Jul 13 2026 · 6 min read · #ai #opinion #human-in-the-loop

Last Tuesday I had three Claude Code sessions running at once. One was refactoring the build script for this site. One was writing test coverage for a data pipeline. The third was batch-editing TMDL files, because a semantic model with forty tables deserves better than me doing find-and-replace by hand. All three finished within a minute of each other. Three terminals of green text, then silence. The machines were done. They were waiting for me.

I reviewed the first diff the way I review any diff: one hunk at a time, holding each change against what I know about the surrounding code. It took about twenty minutes. Sessions two and three sat idle the whole time. Somewhere in a data centre, hardware that can produce a thousand words a minute waited while one man in Malaysia reread line 41, unsure about an edge case.

That afternoon is the whole problem in miniature. Generation is now cheap, parallel and nearly instant. Comprehension, judgement and verification still run on one brain, serially, at biological speed, and they get worse as the day goes on. The constraint on AI productivity has moved. It lives in the reader now.

The constraint always moves

Computing history is a record of bottlenecks being relocated. Compilers removed hand-assembly and exposed design as the slow part. Spreadsheets removed arithmetic and exposed the harder question of what to model. Stack Overflow removed the hunt for an answer and exposed the skill of knowing which answer to trust. Each tool made one activity so cheap that the activity behind it became the new constraint.

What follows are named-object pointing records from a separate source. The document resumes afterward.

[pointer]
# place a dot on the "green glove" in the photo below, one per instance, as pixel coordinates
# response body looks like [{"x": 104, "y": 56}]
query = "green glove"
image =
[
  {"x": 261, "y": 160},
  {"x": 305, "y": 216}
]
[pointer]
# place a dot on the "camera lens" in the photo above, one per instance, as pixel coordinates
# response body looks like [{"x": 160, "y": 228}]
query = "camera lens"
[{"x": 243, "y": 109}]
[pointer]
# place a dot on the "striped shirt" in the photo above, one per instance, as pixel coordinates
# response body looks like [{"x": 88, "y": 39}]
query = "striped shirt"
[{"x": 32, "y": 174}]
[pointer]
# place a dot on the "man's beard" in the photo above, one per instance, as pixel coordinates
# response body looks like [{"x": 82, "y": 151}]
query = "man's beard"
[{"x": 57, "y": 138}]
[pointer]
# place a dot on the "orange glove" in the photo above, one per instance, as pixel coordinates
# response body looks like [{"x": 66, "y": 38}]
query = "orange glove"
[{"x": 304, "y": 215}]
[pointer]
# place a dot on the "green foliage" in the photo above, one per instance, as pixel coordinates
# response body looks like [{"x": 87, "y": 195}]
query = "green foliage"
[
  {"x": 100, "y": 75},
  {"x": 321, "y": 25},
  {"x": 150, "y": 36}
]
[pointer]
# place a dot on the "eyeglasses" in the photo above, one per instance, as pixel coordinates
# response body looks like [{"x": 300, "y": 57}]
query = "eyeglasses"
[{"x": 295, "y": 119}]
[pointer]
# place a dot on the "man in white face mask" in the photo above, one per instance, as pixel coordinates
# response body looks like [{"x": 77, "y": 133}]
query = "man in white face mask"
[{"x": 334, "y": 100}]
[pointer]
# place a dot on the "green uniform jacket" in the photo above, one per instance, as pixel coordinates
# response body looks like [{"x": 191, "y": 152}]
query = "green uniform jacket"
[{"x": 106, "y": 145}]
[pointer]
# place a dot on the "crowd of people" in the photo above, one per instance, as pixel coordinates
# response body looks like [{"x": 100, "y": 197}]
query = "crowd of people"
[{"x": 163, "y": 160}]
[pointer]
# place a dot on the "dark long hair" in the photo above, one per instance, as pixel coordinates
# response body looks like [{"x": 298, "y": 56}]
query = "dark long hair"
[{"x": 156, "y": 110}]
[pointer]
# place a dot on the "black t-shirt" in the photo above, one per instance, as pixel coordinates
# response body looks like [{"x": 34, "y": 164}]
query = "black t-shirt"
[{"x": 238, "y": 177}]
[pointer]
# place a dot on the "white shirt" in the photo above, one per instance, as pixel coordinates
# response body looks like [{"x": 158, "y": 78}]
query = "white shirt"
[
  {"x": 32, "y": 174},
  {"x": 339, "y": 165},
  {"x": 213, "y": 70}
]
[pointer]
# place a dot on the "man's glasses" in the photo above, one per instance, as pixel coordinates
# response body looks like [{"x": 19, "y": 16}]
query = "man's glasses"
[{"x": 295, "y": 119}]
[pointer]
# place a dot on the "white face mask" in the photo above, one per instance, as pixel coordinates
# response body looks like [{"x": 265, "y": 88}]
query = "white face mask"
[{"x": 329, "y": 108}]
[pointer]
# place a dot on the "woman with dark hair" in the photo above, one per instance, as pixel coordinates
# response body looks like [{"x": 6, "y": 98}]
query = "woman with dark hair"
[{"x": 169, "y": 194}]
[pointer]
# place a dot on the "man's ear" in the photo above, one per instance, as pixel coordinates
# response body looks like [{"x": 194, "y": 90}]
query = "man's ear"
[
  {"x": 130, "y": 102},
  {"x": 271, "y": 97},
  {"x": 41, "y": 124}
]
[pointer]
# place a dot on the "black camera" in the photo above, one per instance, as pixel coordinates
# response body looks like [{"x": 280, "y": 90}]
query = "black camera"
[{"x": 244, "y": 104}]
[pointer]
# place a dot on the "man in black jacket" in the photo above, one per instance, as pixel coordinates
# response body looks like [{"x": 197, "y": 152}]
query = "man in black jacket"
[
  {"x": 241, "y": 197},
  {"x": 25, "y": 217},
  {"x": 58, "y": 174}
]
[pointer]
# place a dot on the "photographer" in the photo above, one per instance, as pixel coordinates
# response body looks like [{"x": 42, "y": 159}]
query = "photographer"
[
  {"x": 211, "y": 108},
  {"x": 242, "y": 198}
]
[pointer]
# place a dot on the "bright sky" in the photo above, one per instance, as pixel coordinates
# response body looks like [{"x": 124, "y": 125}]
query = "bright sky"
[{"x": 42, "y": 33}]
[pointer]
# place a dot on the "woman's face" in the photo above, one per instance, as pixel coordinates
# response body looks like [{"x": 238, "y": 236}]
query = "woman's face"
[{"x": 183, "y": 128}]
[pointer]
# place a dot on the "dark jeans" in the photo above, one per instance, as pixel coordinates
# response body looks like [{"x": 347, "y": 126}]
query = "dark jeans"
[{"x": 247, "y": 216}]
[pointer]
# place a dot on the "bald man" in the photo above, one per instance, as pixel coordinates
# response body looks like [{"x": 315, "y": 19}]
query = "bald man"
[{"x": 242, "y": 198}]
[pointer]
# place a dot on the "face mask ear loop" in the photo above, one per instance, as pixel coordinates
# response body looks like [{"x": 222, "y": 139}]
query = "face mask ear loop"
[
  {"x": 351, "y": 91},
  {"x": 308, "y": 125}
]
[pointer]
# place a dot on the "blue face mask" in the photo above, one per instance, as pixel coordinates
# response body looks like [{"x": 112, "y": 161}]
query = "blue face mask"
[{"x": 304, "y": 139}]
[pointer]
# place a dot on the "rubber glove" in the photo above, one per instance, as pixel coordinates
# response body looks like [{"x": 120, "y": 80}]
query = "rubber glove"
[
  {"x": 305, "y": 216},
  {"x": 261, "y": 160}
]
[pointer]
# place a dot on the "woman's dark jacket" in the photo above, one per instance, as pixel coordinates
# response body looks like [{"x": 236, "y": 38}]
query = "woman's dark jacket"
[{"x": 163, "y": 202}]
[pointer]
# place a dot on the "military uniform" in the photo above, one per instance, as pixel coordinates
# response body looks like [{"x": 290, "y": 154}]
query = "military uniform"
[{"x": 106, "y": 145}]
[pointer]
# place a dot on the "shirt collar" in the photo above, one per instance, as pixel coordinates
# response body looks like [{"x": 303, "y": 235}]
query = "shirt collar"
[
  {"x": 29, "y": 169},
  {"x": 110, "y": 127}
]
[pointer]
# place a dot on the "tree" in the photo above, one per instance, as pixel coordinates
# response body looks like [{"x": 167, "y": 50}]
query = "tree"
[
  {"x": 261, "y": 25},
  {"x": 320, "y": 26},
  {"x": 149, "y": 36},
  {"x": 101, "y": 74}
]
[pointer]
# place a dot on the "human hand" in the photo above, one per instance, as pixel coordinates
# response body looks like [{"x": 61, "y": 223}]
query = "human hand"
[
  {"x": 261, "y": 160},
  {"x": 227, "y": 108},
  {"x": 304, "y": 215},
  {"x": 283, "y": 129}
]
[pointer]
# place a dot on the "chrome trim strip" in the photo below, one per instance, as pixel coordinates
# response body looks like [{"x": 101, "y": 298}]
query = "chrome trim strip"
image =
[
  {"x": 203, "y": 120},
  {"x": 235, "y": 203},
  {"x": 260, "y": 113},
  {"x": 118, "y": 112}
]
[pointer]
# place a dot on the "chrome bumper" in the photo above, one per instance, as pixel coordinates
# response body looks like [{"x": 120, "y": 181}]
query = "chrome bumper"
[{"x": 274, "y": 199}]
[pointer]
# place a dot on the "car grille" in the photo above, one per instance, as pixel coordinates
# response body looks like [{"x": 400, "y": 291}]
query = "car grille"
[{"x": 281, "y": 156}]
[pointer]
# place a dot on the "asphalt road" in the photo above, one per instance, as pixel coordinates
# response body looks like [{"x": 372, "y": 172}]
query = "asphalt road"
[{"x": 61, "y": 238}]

There’s a name for the general case: Amdahl’s law. Speed up one part of a system and the overall gain is capped by the parts you left alone. Large language models sped up production, spectacularly. Everything left alone is in your skull.

The arithmetic

The best estimate of adult silent reading speed comes from a 2019 meta-analysis by Marc Brysbaert, covering 190 studies and roughly 18,600 people: 238 words per minute for non-fiction. That’s reading, where the words only have to pass through you. Reviewing runs slower. Checking a claim against a source, or a diff against the rest of a codebase, means stopping, holding two things in your head at once, and deciding. Nobody has clocked that anywhere near 238.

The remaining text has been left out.